Kelly, a former Navy captain, said, “I spent 25 years in the military and I know the value of having an assault weapon. It’s to kill a lot of people very quickly.”
Kelly said that 1.7 million people have been prevented from buying weapons due to background checks since 1999. Some have been able to get around the rejection by buying weapons at gun shows or from private sellers.
“We have to make sure they don’t have a second way of getting a gun,” Kelly said.
California Senator Dianne Feinstein, a Democrat, introduced a bill on Jan. 24 to ban certain assault weapons and limit high-capacity magazines to 10 rounds. It would exempt all assault weapons legally possessed prior to passage of the law and exclude more than 2,200 hunting and sporting rifles. A 1994 assault-weapons ban, signed by then-President Bill Clinton, expired in 2004.

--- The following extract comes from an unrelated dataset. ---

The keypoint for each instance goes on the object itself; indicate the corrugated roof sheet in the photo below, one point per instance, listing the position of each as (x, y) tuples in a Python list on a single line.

Jared Lee Loughner fired 31 bullets in 15 seconds in the Tucson, Arizona, shooting two years ago that injured Giffords and killed six other people. He was tackled while reloading. Kelly said limiting the magazines to 10 rounds would have stopped Loughner sooner.
In 2011, federal weapons prosecutions per capita were down 35 percent from their peak during the previous administration, LaPierre said during a Jan. 30 congressional hearing where Giffords told Congress “you must act” to curb gun violence.